Мы как-то с Зюгановым столкнулись на приеме, в английском посольстве. Он сказал: “Вот вы! Украли у нас победу!”. Я говорю: “Нет, вы никогда не хотели победить, вы боитесь власти, не понимаете ее, не стремитесь к ней. Поэтому не надо, Геннадий Андреевич, морочить мне голову”. Пошипели друг на друга и разошлись. Я действительно так считаю. Если бы Зюганов действительно хотел власти, то он вел бы кампанию по-другому, а нам бы было гораздо труднее. Но не хочет он никакой власти! Его совершенно устраивает должность министра красного электората, которую он занимает уже лет 25.

— А не было фальсификаций голосов?

— Фальсификаций не было. Во-первых, не было установок на это. Во-вторых, есть данные [социолога Александра] Ослона…
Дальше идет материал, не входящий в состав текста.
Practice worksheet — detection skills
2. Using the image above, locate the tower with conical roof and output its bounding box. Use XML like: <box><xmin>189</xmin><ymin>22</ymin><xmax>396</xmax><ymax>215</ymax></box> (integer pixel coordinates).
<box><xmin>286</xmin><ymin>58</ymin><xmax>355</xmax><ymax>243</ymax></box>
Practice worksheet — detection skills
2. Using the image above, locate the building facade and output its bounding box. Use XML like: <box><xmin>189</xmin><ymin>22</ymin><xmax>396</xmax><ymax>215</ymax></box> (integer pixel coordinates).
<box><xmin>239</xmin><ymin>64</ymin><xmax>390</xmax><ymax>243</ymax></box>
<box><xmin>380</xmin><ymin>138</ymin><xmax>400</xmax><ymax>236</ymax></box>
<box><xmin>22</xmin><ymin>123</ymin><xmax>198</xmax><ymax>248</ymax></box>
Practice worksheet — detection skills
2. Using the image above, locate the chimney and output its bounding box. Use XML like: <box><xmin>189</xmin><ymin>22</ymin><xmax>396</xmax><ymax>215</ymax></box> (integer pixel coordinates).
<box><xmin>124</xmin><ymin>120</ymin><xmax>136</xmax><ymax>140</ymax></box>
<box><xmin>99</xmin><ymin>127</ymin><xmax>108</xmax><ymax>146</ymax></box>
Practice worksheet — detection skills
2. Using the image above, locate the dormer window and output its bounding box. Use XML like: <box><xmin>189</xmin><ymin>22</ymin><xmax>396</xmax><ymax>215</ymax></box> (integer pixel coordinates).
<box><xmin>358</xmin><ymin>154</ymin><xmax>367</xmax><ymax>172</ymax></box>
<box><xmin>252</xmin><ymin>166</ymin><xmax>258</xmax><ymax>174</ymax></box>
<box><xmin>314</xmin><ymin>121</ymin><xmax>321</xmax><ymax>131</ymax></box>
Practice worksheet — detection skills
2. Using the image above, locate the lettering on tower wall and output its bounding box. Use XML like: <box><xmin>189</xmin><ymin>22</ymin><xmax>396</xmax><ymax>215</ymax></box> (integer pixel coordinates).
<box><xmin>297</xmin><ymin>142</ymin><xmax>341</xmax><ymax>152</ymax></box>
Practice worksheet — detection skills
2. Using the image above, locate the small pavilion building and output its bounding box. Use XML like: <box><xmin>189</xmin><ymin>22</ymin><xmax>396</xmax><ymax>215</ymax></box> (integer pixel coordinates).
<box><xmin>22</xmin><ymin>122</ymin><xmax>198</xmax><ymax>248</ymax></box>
— Который тоже работал на Ельцина.

— Нет, ну Саша точно не подделывал цифры. Я вам голову даю на отсечение. Что я могу еще сказать? Ну работал, да, но не опросами же ФАПСИ нам было пользоваться? Да, мы пользовались данными Ослона.

Была там какая-то пара удивительных историй, я не помню, в трех что ли регионах, когда в первом туре с большим отрывом выиграл Зюганов, а во втором — Ельцин, с большим отрывом. Но, вы понимаете, ну не ко мне это. Это Башкортостан, Татарстан, я помню…

— В Татарстане, я помню, было 600 000 голосов каких-то сомнительных, которые даже в суде…

— Ну, ребята так понимали конъюнктуру. Это не ко мне.

— Медведев же в 2012 году сказал, что мы все знаем…

— Я не знаю, что знает Медведев. Ни черта он не знает, с моей точки зрения. Ему, может быть, очень хотелось свои выборы приукрасить? Но ему слово “выборы” лучше не произносить, не напоминать. Те выборы были честными. Ельцин выиграл честно.

— А вот эта манипуляция с Лебедем? Создание фигуры Лебедя…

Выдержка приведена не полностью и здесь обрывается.